In the UK Up to 50 million pheasants and other game birds are released each year ahead of the game shooting season which has prompted calls to study its impacts on native wildlife. Released pheasants compete with native species for food and habitat as well as impacting plants and invertebrates as well as other species.

This Chinese new year why not try pheasant and help the environment at the same time!

Kung Pao Pheasant 



  • 1 tbsp sugar

  • 1 tbsp light soy sauce

  • 1 tbsp rice vinegar

  • 1 tbsp potato starch or 1 1/2 tbsp cornflower

  • 2 tbsp sesame oil

  • 60ml chicken stock


  • 1/2 tsp salt

  • 2 tsp light soy sauce

  • 1 t tsp Shaoxing wine or dry sherry

  • 2 tsp potato starch or 2 1/2 tsp cornflower

  • 1 tsp water


  • Skinless breasts from 2 pheasants

  • 5 garlic cloves, sliced thin

  • 2 tbsp of ginger, peeled and grated (about 2 tablespoons)

  • 5-6 spring onions, chopped

  • 1 tbsp Sichuan peppercorns

  • 2-3 tbsp vegetable oil

  • 100g roasted, unsalted peanuts


  1. Combine all of the ingredients for the marinade in a medium bowl.

  2. Cut the pheasant breasts into small bite size pieces and mix in with the marinade. Set aside for 20-30 minutes, preferably longer or overnight.

  3. Chop the garlic cloves, grate the ginger and cut the spring onions into 1/2-inch pieces

  4. Dry fry the peanuts for 2-3 minutes, moving them to avoid burning.

  5. Whisk all the ingredients for the sauce together and set aside.

  6. Add the vegetable oil to a hot wok or deep pan and add the Sichuan peppercorns and stir-fry 30 seconds.

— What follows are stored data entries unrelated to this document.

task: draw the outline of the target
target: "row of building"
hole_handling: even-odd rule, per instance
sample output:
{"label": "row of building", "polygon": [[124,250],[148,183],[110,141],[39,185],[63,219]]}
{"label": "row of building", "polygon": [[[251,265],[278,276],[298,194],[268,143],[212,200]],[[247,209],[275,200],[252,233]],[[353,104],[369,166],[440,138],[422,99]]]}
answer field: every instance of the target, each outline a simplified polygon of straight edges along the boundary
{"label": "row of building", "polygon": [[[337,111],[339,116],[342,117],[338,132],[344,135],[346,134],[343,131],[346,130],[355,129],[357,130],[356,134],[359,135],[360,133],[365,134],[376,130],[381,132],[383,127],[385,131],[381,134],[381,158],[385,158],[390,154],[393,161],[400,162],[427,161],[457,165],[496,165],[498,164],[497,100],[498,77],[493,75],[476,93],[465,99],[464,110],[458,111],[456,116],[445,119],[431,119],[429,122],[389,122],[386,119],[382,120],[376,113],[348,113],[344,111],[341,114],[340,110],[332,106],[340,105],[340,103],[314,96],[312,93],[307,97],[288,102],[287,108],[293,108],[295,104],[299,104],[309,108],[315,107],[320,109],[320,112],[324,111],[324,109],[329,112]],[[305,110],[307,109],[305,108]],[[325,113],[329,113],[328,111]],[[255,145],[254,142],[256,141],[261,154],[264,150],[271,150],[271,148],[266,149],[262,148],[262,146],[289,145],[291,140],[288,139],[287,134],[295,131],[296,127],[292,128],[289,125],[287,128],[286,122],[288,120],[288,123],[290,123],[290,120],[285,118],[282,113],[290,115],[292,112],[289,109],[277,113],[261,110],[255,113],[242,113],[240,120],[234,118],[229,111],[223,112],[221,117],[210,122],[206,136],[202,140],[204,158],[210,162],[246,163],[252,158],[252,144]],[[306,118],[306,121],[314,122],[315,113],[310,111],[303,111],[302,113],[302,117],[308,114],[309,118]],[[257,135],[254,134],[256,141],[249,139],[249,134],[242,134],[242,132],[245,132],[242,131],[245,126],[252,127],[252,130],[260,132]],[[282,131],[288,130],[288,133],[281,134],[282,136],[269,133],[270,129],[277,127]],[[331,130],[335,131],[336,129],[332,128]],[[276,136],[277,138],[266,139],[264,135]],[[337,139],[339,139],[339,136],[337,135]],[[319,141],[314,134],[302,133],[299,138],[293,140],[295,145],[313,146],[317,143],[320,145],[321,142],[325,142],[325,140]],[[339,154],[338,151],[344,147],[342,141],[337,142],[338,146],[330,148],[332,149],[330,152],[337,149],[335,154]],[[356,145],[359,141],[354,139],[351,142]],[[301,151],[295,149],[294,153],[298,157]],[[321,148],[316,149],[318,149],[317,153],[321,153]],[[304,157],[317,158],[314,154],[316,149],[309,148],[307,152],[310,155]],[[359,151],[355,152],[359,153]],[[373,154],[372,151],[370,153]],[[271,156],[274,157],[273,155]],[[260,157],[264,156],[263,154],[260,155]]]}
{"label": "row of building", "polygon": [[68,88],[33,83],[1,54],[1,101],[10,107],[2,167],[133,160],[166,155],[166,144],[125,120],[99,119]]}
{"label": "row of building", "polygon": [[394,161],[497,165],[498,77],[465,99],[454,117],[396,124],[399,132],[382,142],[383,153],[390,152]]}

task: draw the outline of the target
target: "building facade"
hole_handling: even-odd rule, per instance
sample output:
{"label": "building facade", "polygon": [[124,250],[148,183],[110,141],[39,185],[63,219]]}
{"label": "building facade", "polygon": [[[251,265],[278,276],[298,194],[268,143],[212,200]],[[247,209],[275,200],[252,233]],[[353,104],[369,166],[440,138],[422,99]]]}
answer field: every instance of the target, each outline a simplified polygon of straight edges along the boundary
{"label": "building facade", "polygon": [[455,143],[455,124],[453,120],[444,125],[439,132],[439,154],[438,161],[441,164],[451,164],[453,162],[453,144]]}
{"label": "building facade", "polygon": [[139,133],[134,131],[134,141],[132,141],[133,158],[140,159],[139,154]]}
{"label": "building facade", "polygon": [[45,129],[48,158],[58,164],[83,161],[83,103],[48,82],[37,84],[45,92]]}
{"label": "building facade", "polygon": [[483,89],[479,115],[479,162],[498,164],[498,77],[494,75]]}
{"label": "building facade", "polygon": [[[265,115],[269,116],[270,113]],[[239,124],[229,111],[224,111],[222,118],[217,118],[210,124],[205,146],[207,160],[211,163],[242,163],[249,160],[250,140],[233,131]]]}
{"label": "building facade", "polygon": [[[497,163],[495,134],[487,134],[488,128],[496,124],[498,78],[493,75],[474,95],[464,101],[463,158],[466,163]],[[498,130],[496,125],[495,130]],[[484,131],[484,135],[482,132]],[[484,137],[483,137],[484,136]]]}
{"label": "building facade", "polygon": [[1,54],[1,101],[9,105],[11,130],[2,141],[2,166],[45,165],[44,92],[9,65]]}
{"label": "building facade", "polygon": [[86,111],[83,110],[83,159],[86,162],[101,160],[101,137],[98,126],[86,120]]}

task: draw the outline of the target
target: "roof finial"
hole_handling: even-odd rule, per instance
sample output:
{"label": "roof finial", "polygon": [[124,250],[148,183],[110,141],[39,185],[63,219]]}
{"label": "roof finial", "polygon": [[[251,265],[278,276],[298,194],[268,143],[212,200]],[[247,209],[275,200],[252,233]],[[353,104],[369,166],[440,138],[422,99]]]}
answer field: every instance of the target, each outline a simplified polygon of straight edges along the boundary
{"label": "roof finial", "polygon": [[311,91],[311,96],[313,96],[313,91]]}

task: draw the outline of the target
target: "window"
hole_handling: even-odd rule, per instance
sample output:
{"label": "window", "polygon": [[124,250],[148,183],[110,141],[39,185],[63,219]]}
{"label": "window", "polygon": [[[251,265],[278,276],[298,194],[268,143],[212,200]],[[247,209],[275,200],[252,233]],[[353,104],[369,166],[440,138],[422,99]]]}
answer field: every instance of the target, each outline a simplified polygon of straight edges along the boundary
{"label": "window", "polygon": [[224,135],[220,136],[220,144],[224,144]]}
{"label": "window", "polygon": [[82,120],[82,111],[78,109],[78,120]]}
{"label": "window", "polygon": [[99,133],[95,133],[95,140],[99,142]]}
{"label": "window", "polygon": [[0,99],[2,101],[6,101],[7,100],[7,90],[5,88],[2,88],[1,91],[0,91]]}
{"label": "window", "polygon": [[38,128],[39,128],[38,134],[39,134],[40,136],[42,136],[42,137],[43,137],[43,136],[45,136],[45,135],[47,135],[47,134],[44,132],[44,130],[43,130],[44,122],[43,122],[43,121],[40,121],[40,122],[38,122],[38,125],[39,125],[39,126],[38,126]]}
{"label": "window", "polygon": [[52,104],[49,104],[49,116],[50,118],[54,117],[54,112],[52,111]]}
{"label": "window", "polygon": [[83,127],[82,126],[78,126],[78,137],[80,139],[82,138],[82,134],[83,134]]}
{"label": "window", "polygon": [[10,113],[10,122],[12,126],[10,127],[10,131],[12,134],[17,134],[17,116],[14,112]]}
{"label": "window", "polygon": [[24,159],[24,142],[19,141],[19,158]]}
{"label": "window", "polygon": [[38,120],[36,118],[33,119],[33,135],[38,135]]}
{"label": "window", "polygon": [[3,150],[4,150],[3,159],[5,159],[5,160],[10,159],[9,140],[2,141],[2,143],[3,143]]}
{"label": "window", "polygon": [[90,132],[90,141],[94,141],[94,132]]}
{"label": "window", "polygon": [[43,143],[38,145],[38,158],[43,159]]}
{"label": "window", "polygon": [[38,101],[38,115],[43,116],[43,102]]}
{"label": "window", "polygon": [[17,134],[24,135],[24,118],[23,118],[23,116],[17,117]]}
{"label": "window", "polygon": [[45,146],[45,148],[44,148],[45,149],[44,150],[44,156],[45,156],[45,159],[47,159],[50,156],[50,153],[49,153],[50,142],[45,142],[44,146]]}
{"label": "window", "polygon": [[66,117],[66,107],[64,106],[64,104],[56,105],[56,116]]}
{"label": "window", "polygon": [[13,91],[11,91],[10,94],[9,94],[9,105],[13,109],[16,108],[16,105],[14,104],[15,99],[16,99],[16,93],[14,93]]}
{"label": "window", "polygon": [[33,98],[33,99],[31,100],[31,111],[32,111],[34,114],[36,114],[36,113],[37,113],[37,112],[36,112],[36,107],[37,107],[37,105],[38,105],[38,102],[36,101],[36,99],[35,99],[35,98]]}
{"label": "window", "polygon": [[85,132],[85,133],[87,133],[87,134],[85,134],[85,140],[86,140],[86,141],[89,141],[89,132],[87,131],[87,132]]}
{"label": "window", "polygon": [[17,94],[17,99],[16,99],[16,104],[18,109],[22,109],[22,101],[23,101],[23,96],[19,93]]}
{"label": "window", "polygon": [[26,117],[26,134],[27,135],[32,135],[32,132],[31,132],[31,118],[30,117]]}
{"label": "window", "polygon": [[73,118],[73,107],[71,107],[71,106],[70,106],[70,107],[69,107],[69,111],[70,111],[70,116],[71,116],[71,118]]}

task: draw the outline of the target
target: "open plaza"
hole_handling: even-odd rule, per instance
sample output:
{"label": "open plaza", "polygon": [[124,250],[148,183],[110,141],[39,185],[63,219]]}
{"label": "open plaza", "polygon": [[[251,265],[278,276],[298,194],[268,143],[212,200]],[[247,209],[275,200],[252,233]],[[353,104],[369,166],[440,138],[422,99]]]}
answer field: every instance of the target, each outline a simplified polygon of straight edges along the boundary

  7. Add the pheasant and stir-fry for 1-2 minutes, then add the garlic, ginger and green onions and stir fry another minute.

  8. Once the pheasant is cooked, add the sauce to the wok or pan. Add the peanuts and toss to combine. Bring to a rapid boil and stir fry for 1-2 minutes.

We’ve served ours with egg fried rice and a cold beer!